Enfin, la dernière erreur fréquente concerne la traçabilité. Le commis débutant croit gagner du temps en oubliant d'étiqueter les produits transvasés. Il retire un fromage de son emballage d'origine. 

      Il le place dans un bac sans indiquer la date. Quelques jours plus tard, personne ne sait si le produit est encore consommable. Or, la traçabilité protège l'établissement en cas de contrôle sanitaire. 

    Elle permet aussi de retirer rapidement un lot suspect. En pratique, chaque produit transvasé reçoit une étiquette avec le nom, la date d'ouverture et la DLC secondaire. Ce geste prend trente secondes. Il peut éviter une fermeture administrative.


⚠️ Ne jamais placer un produit froid dans une vitrine réfrigérée qui vient d'être allumée. L'équipement doit atteindre sa température de consigne avant la mise en place, sinon la chaîne du froid est rompue dès le départ.


Le règlement européen 852/2004 impose au professionnel de la restauration de maîtriser tous les points critiques de son activité, y compris la mise en place.

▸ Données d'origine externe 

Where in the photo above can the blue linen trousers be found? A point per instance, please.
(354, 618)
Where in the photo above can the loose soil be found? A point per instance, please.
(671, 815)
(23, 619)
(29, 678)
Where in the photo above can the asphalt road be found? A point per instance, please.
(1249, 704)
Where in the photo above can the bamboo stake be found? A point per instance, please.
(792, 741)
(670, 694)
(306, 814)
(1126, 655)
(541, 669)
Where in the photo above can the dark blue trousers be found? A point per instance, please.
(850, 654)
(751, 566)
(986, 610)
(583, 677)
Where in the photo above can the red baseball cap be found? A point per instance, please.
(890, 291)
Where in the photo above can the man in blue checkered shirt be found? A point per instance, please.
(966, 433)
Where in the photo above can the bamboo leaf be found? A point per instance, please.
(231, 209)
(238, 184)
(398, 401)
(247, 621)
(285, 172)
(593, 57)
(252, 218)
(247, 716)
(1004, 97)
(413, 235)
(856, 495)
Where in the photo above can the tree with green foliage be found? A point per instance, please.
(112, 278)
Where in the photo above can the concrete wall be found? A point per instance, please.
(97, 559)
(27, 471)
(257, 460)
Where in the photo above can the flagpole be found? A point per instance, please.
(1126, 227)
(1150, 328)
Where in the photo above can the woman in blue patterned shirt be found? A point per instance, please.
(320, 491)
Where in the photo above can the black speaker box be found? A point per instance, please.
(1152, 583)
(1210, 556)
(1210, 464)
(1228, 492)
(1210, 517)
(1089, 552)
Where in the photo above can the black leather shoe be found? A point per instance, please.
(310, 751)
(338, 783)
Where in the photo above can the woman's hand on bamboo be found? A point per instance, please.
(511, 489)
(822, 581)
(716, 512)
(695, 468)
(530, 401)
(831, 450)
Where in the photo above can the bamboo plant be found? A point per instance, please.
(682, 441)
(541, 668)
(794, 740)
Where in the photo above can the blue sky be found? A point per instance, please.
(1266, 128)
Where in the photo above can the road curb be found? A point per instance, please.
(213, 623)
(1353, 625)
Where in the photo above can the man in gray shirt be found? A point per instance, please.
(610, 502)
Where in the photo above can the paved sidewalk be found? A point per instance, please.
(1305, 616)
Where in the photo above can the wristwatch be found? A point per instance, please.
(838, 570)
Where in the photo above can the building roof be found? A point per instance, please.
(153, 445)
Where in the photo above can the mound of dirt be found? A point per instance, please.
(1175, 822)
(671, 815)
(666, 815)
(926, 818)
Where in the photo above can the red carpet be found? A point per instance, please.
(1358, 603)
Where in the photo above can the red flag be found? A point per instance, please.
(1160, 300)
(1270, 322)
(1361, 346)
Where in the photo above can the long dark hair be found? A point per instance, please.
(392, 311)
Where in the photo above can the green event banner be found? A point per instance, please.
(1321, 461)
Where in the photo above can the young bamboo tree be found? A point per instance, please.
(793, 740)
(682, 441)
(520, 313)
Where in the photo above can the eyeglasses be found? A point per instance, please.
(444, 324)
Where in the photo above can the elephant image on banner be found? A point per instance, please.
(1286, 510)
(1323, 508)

Le plan de maîtrise sanitaire (PMS) exigé dans chaque cuisine détaille les procédures à suivre pour éviter ces erreurs. 

En cas de contrôle, la DDPP (Direction départementale de la protection des populations) vérifie que les protocoles sont appliqués et documentés. Un manquement grave peut entraîner un avertissement, une amende, voire une fermeture administrative de l'établissement.


💡 Une check-list d'ouverture plastifiée, cochée au feutre effaçable et signée chaque matin, permet de sécuriser la prise de poste et de garder une trace en cas de contrôle sanitaire.

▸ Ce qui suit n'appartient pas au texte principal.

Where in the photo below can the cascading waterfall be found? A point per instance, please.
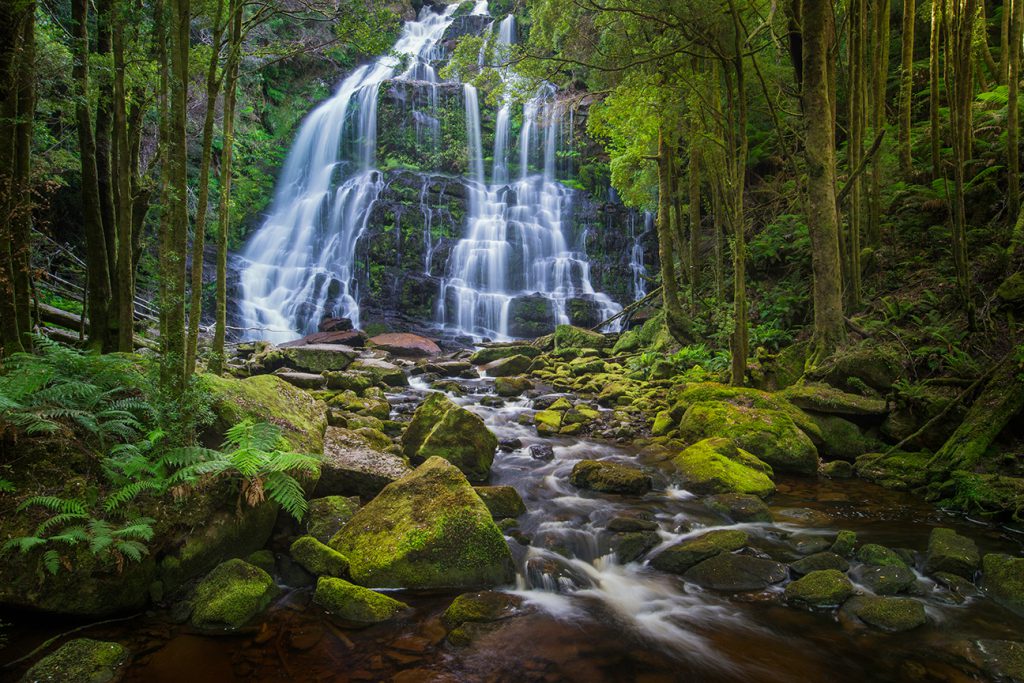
(298, 267)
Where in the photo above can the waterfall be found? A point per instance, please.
(299, 265)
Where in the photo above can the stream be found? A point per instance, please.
(586, 615)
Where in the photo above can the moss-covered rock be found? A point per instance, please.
(608, 477)
(355, 604)
(771, 435)
(951, 553)
(892, 614)
(717, 466)
(327, 515)
(428, 529)
(512, 386)
(481, 606)
(267, 398)
(81, 660)
(317, 558)
(440, 428)
(504, 502)
(730, 572)
(231, 595)
(492, 353)
(823, 588)
(739, 507)
(513, 365)
(680, 557)
(1003, 579)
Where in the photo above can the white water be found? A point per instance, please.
(299, 266)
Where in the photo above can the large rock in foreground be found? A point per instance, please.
(440, 428)
(717, 466)
(428, 529)
(352, 467)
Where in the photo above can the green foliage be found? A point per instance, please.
(252, 456)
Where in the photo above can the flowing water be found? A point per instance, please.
(590, 617)
(298, 267)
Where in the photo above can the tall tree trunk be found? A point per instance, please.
(173, 241)
(906, 87)
(223, 210)
(879, 80)
(934, 74)
(123, 196)
(98, 295)
(819, 152)
(960, 85)
(199, 238)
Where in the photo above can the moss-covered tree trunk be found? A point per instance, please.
(819, 153)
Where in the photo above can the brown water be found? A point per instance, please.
(592, 619)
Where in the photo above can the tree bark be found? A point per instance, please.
(819, 152)
(95, 240)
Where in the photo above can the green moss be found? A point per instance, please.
(428, 529)
(717, 466)
(824, 588)
(83, 660)
(231, 595)
(317, 558)
(354, 603)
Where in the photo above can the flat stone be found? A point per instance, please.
(352, 467)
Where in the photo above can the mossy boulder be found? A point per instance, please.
(951, 553)
(81, 660)
(317, 558)
(608, 477)
(440, 428)
(355, 604)
(513, 365)
(892, 614)
(492, 353)
(512, 386)
(739, 507)
(481, 606)
(731, 572)
(327, 515)
(717, 466)
(1003, 579)
(428, 529)
(824, 588)
(567, 336)
(771, 435)
(504, 502)
(267, 398)
(680, 557)
(231, 595)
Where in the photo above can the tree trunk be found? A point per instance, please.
(223, 211)
(199, 238)
(906, 88)
(173, 242)
(95, 240)
(819, 151)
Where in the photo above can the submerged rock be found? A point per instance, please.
(352, 467)
(717, 466)
(730, 572)
(680, 557)
(892, 614)
(951, 553)
(823, 588)
(428, 529)
(608, 477)
(231, 595)
(82, 660)
(355, 604)
(440, 428)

Sur le terrain, le professionnel utilise une check-list d'ouverture pour éviter les oublis. Cette liste reprend chaque point sensible : allumage des équipements trente minutes avant, contrôle des températures avec relevé écrit, nettoyage complet en quatre étapes, vérification de la tenue, étiquetage de tous les produits transvasés. Dans une cafétéria de centre commercial qui sert 400 couverts par service, cette check-list se remplit en dix minutes. Elle est signée par le responsable de zone. Elle sert de preuve en cas de contrôle. Chaque erreur évitée protège la santé des clients et la réputation de l'établissement.

Situation professionnelle — Erreur d'étiquetage rattrapée avant le service

Nawel, commis de cuisine dans une cantine scolaire de 1 200 rationnaires, prépare la mise en place du service de midi. Elle transvase un grand pot de yaourt nature dans plusieurs bacs plus petits pour la ligne de self. Pressée par l'heure, elle oublie d'étiqueter les bacs avec la date d'ouverture et la DLC secondaire. Sa cheffe passe derrière et repère aussitôt l'oubli. Elle explique calmement que sans étiquette, aucun contrôle sanitaire ne pourrait justifier la fraîcheur du produit. Nawel prend un feutre, note la date et l'heure sur chaque bac, puis les place en vitrine. Depuis ce jour, elle étiquette systématiquement avant de transvaser.